On a Tuesday in Redwood City, a research engineer at DatologyAI is staring at a 200-billion-token training corpus and deciding which 40 billion of them are worth keeping. The other 160 billion - duplicates, near-duplicates, garbage tokens, low-signal web pages, scraped advertisements, all the residue of a hungry crawler - will be discarded. This is what they do here. The unglamorous part of artificial intelligence. The part that nobody puts on a keynote slide.
And yet this is the company that Geoff Hinton, Yann LeCun, and Jeff Dean all personally wrote checks for. Not the next generative-art startup. Not another wrapper on GPT. This one. The data janitors.
01The Problem They Saw
Here is the embarrassing truth of modern AI. Most of the money pouring into the field has gone toward making models bigger - more parameters, more layers, more GPUs in the rack. Far less has gone toward making the data better. Researchers will spend a year refining attention mechanisms and then train the model on whatever was sitting around in Common Crawl. The garbage-in, garbage-out joke has been a joke for so long it stopped being funny.

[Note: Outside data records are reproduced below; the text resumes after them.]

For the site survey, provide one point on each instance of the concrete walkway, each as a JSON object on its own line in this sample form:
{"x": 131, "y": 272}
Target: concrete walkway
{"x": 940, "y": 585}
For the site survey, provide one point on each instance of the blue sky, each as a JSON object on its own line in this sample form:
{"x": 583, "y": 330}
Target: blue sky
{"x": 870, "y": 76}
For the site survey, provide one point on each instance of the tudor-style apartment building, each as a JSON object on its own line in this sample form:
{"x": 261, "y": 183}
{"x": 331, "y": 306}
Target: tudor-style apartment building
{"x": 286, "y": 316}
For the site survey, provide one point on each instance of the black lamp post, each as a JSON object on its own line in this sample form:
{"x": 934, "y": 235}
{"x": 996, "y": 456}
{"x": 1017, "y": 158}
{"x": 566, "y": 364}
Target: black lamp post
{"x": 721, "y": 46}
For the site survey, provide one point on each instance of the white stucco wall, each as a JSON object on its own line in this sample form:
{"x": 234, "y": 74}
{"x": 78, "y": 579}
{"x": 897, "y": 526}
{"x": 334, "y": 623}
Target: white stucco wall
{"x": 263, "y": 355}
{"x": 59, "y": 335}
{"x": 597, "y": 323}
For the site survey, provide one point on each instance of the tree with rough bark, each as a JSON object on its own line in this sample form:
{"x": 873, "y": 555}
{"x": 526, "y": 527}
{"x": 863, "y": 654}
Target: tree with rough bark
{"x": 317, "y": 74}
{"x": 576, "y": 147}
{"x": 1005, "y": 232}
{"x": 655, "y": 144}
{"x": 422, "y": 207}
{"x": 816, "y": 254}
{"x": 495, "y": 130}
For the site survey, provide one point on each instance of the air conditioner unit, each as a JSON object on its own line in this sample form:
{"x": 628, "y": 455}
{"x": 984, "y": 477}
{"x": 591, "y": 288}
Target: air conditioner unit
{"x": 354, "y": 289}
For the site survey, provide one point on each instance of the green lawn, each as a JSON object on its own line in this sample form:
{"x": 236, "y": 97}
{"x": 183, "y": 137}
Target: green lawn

Ari Morcos noticed. He spent five years at Meta's AI lab and two before that at DeepMind, watching teams burn enormous amounts of compute to chase tenths of a percentage point on benchmarks while their underlying training corpora were, charitably, a mess. The dirty secret of frontier labs is that data work happens. It is just done by hand, by small heroic teams, with bespoke pipelines that never leave the building.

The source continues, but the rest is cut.